Suicide prevention is viewed as a troop-readiness concern under military doctrine, and suicide-prevention programs were placed under the command of Army and Air Force chiefs of staff and the Navy's chief operations officer, according to the DoD.
The Air Force program, overseen by Chief of Staff Gen. John Jumper, has become a model for other service branches. The 2004 CD-ROM version of the program has two components, one designed for the entire Air Force community and one for the leadership. They both describe signs of distress, encourage people to seek help, and list community resources.
A critical element in the program's success is leadership involvement. The leadership briefing encourages commanders “to create a culture that encourages help seeking and suicide prevention. Suicide is prevented in the unit by addressing quality-of-life concerns on a daily basis.”

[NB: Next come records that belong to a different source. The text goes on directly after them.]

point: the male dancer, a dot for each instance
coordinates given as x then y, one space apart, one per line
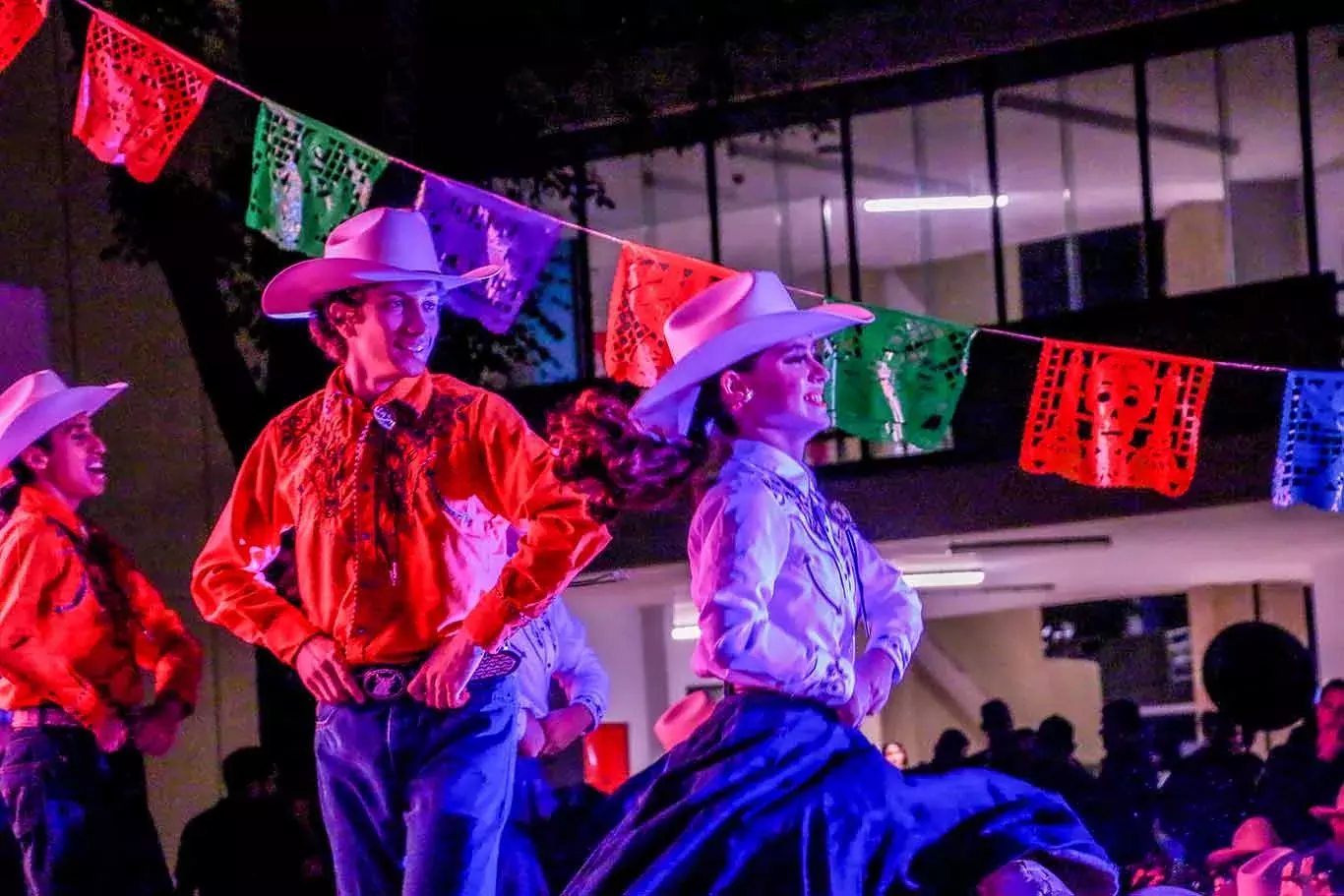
390 477
78 627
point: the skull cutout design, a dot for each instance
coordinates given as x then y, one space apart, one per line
1110 417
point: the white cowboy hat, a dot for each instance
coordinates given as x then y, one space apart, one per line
377 246
722 326
40 402
1262 874
1252 836
1325 813
683 718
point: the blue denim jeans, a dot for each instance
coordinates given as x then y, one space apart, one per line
81 815
414 798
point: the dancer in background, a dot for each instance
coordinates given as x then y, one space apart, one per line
393 480
778 792
553 648
78 627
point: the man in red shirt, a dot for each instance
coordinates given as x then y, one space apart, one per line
78 627
396 483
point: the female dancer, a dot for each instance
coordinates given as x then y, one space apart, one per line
777 792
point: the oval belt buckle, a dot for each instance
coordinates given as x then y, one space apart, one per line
383 684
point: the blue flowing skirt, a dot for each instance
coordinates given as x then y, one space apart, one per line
773 796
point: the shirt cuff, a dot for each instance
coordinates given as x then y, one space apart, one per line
593 707
899 652
288 632
489 623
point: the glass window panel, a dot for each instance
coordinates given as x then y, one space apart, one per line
1265 173
1227 165
659 201
1071 191
781 208
1326 78
922 195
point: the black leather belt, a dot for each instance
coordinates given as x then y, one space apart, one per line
42 716
390 683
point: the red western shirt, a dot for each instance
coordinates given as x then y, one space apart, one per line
398 509
78 621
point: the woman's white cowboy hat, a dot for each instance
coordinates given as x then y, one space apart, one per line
1325 813
727 323
377 246
683 718
1252 836
40 402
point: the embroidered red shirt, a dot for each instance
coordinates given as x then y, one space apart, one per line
399 514
78 621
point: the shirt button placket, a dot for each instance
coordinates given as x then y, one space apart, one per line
364 521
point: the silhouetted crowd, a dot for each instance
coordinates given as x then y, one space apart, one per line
1189 819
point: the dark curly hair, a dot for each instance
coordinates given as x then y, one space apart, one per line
620 465
323 330
19 476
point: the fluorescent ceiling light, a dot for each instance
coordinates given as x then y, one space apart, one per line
944 579
933 203
1030 544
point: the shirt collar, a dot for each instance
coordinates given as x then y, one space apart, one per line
773 459
37 502
411 391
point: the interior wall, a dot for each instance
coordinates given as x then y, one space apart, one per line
1002 654
614 634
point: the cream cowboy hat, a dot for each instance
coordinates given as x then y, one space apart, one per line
683 718
722 326
1252 836
377 246
40 402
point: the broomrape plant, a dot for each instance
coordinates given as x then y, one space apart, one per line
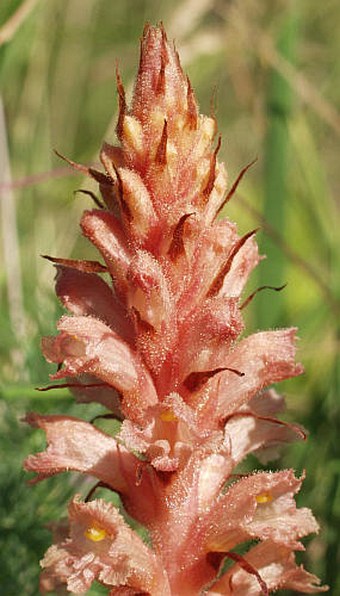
158 345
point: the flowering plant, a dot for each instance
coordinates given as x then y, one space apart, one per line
158 345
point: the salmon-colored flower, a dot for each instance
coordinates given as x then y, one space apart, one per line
156 341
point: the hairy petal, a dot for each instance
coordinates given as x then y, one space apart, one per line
264 358
88 346
103 547
276 566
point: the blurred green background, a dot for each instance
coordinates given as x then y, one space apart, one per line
273 69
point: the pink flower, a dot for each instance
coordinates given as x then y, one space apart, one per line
157 343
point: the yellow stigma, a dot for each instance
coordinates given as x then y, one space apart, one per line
95 533
168 416
264 498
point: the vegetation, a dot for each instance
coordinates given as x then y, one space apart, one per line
270 68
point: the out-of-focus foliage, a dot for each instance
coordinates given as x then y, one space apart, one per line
270 72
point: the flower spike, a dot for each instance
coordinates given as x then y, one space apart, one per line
153 335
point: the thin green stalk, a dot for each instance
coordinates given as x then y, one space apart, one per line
276 166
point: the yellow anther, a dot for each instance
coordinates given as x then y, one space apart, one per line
264 498
168 416
95 533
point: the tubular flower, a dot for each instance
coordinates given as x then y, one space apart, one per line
153 334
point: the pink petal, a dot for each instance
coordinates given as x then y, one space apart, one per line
264 358
87 294
276 566
88 346
68 449
115 556
260 506
105 231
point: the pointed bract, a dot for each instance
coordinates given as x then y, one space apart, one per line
157 342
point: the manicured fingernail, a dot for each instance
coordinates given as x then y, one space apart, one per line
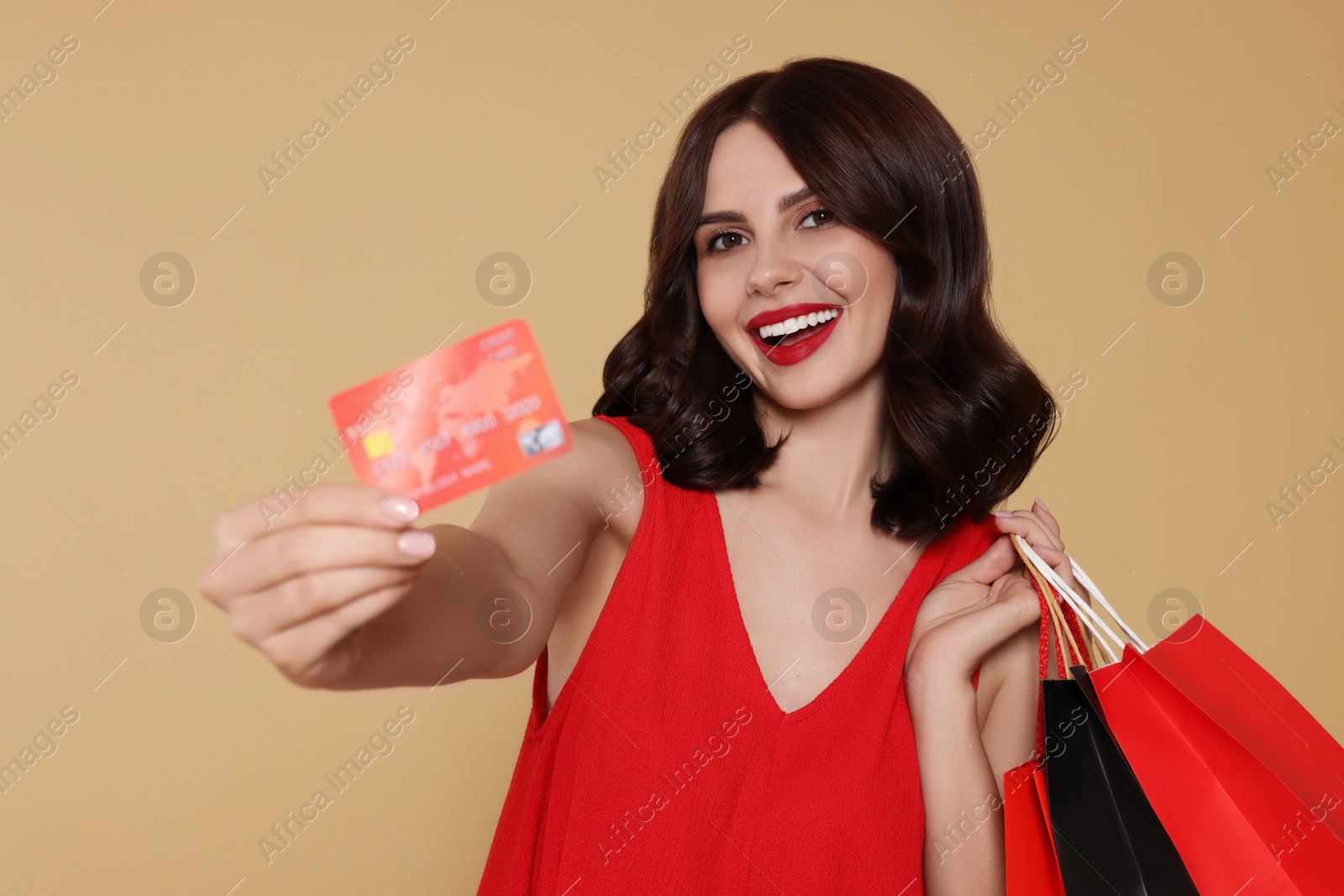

Leadership involvement is one of 11 components that make up the Air Force program. The other initiatives include incorporating suicide prevention into military education curricula, providing more preventive mental health services outside of clinical settings, and establishing a psychotherapist-patient privilege for individuals at risk of suicide who are under investigation by central command, Campise said at the conference.
The Air Force program has reduced the suicide rate from an estimated 65 deaths annually in the decade prior to 1996, when the program was implemented, to 33 deaths annually between 1997 and 2003, according to Campise. He emphasized that all of the program's 11 initiatives should be implemented for optimal effectiveness.